What is even more poorly documented, is the application and use of BBSs outside of the United States. Being from the middle east, I wanted to learn the extent to which BBSs were used in this region, and searched through newspaper articles dating from the late 70s to the early 90s in search of official accounts of people from there using BBSs. However, it appears that very little was documented about BBSs in the middle east, and that by the time BBSs did start to make their way to this region, the World Wide Web was closely following. By 1991, as reported by the St. Louis Post-Dispatch, high school students in St. Louis were communicating with students in Bahrain through the Apple Global Education Network BBS, confirming that at least some countries used BBSs for educational purposes at that time. Moreover, according to United Press International, a BBS was created in 1995 by Union National Bank in the United Arab Emirates (UAE) to make stock market figures more accessible to the public, showing their use in providing consumers with information and database services.
Even though these articles displayed official applications of BBSs in the Arab world, I was more interested in the presence of such previously described intimate, unofficial BBSs made for bringing people with similar interests together, because it is these communities that portray the most accurate depictions of the identities of the people who were on the internet at the time. Despite being more interesting to me, the lack of significance on a grander scale of such BBSs meant that they were less likely to be covered by news outlets, which means that it is much harder to find documented information about them.
Eventually, I came across a Reddit post on the Dubai subreddit, in which people who lived there discussed their experiences with BBSs and reminisced about their times calling into certain BBSs. Throughout the post, some well-known BBSs were mentioned such as Wildcat and Enigma, but there were also ones with little to no reference on the internet such as AD 2000 and Nightline. I did not find mention of AD 2000 anywhere outside of this reddit thread, which has led me to suspect that the creator of this BBS was in the UAE. Nightline, however, was present on some BBS lists, and although there doesn’t seem to be any accounts of what it was exactly, there are images of the BBS itself that show that it originated in Germany, and suggest that it could have been some sort of role-playing game, adventure game, or just a platform for people to hang out, analogous to the “electronic nightclub” referenced by Driscoll. One can immediately sense from the image of the BBS that the creator wanted to convey an aesthetic of nightlife in the city; an escape from the realities of the day where one can relax and find joy, whether it being through the company of others who want to do the same, or through one’s own journey within a game.

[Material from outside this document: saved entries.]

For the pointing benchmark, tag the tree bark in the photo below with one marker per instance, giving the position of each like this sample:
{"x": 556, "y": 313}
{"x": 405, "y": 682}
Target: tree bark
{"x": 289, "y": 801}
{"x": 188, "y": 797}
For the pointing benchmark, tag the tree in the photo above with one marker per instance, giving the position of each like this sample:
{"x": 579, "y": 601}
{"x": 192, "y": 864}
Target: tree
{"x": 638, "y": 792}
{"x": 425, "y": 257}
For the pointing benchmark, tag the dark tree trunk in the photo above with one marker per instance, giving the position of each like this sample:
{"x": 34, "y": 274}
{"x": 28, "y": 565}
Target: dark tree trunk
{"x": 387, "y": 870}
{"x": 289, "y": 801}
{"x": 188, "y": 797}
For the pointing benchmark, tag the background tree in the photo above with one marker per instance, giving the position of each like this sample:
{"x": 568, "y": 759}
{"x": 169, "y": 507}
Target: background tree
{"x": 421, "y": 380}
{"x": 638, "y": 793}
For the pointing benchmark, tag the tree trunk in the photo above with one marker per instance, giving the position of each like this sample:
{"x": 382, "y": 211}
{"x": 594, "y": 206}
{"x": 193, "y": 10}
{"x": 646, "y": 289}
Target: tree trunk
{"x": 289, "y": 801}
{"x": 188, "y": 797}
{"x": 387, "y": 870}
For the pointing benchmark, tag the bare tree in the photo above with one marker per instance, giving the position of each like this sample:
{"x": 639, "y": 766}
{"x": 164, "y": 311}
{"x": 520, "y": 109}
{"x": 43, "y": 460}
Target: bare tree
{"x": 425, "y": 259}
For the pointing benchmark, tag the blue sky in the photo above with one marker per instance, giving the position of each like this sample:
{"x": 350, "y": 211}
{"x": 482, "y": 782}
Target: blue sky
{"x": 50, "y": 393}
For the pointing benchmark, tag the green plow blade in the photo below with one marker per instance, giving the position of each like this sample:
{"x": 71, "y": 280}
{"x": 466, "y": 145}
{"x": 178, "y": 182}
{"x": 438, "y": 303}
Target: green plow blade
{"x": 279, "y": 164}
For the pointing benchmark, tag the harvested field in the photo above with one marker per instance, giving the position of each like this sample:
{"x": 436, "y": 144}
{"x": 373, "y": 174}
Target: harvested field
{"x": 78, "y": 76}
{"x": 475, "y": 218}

Although it was disappointing to not find concrete evidence of a BBS based in the middle east that had the spirit of the BBS as a way of connecting strangers, these accounts confirm the presence of a community there that was active on BBSs for the purposes of expression and enjoyment, as opposed to service automation or education. It is the identity of this community that made the BBS so culturally significant, and it is this identity that more accurately represents the identities of the population as a whole during the 80s and 90s, but because their stories often go undocumented, not many people learn about them. Another consequence of these stories going untold is that people don’t fully understand how much of an influence, and how far of a reach, BBSs truly had.
Bibliography:
Driscoll, Kevin. “Recalling the Modem World.” Essay. In The Modem World: A Prehistory of Social Media, 2. New Haven; London: Yale University Press, 2022.
Bower, Carolyn. “Pupils Let Their Fingers Do Talking Via Computers … Keyboards Link Area; Schools With World At Large.” St. Louis Post-Dispatch, March 7, 1991.
“UAE Bank Offers Automated Share Service.” United Press International, October 7, 1995.